X_test =test_.drop(drop_features, axis=1)
X1_test =test1_.drop(drop_features, axis=1)
X2_test =test2_.drop(drop_features, axis=1)
X3_test =test3_.drop(drop_features, axis=1)
X4_test =test4_.drop(drop_features, axis=1)

y_test= test_['부도']
y1_test =test1_['부도']
y2_test =test2_['부도']
y3_test =test3_['부도']
y4_test =test4_['부도']

print(X3_test.shape, y3_test.shape)


(8381, 11) (8381,)


## **세트2 재무 + 비재무데이터 train, test 분리**

In [8]:
ajX = ajdataset_.drop(drop_feature, axis=1)
ajX1 = ajdataset1_.drop(drop_feature, axis=1)
ajX2 = ajdataset2_.drop(drop_feature, axis=1)
ajX3 = ajdataset3_.drop(drop_feature, axis=1)
ajX4 = ajdataset4_.drop(drop_feature, axis=1)

ajy = ajdataset_['부도']
ajy1 = ajdataset1_['부도']
ajy2 = ajdataset2_['부도']
ajy3 = ajdataset3_['부도']
ajy4 = ajdataset4_['부도']

ajX_test =ajtest_.drop(drop_feature, axis=1)
ajX1_test =ajtest1_.drop(drop_feature, axis=1)
ajX2_test =ajtest2_.drop(drop_feature, axis=1)
ajX3_test =ajtest3_.drop(drop_feature, axis=1)
ajX4_test =ajtest4_.drop(drop_feature, axis=1)

ajy_test= ajtest_['부도']
ajy1_test =ajtest1_['부도']
ajy2_test =ajtest2_['부도']
ajy3_test =ajtest3_['부도']
ajy4_test =ajtest4_['부도']

print(ajX3_test.shape, ajy3_test.shape)

(8381, 23) (8381,)


# **YEAR**

# **데이터 검증 및 언더샘플링**

In [9]:
from sklearn.model_selection import StratifiedKFold
import numpy as np

mdn = ['Decision Tree','Random Forest','Adaboost','logistic', 'KNN','SVC','lightGBM','Catboost','MLP','Xgboost']
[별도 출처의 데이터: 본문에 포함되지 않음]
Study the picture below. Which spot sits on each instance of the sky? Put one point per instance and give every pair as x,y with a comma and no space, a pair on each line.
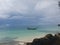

def run_skfold(feature, target):
    X, y = RandomUnderSampler(random_state=1).fit_resample(feature, target) # RandomUnderSampling
    skf = StratifiedKFold(n_splits=4, shuffle=True)
    arr = [] # Validation Set's Accuracy
    models = [DecisionTreeClassifier(),RandomForestClassifier(),AdaBoostClassifier(),LogisticRegression(),KNeighborsClassifier(),
    SVC(probability=True),LGBMClassifier(),CatBoostClassifier(silent=True),MLPClassifier(),XGBClassifier()]

    for model in models:
        val_pred = 0
        for train_index, val_index in skf.split(X,y):
            # print("TRAIN:", train_index, "TEST:", val_index)
            X_train, X_val = X[train_index], X[val_index]
            y_train, y_val = y[train_index], y[val_index]
            val_pred += accuracy_score(y_val, modeling(model, X_train, y_train, X_val))
        arr.append(val_pred/4)
    return arr # each models accuracy

In [10]:
# ,2,3,4 숫자구분해줘야함
X = np.array(X)
ajX = np.array(ajX)

y = y
ajy = ajy

ajX_test = ajX_test
X_test = X_test

y_test = y_test
ajy_test = ajy_test

vanval = run_skfold(X, y)
ajval = run_skfold(ajX,ajy)



## **테스트 셋 검증**

In [11]:
X, y = RandomUnderSampler(random_state=1).fit_resample(X, y)
########################################################################################## 데이터셋 1
dt_clf = modeling(DecisionTreeClassifier(), X, y, X_test)
rf_clf = modeling(RandomForestClassifier(),X, y, X_test)
ada_clf = modeling(AdaBoostClassifier(), X, y, X_test)
lg_clf = modeling(LogisticRegression(), X, y, X_test)
knn_clf = modeling(KNeighborsClassifier(), X, y, X_test)
svc_clf = modeling(SVC(probability=True), X, y, X_test)
lgmb_clf = modeling(LGBMClassifier(), X, y, X_test)
cat_clf = modeling(CatBoostClassifier(silent=True),X, y, X_test)
mlp_clf = modeling(MLPClassifier(),X, y, X_test)
xgb_clf = modeling(XGBClassifier(),X, y, X_test)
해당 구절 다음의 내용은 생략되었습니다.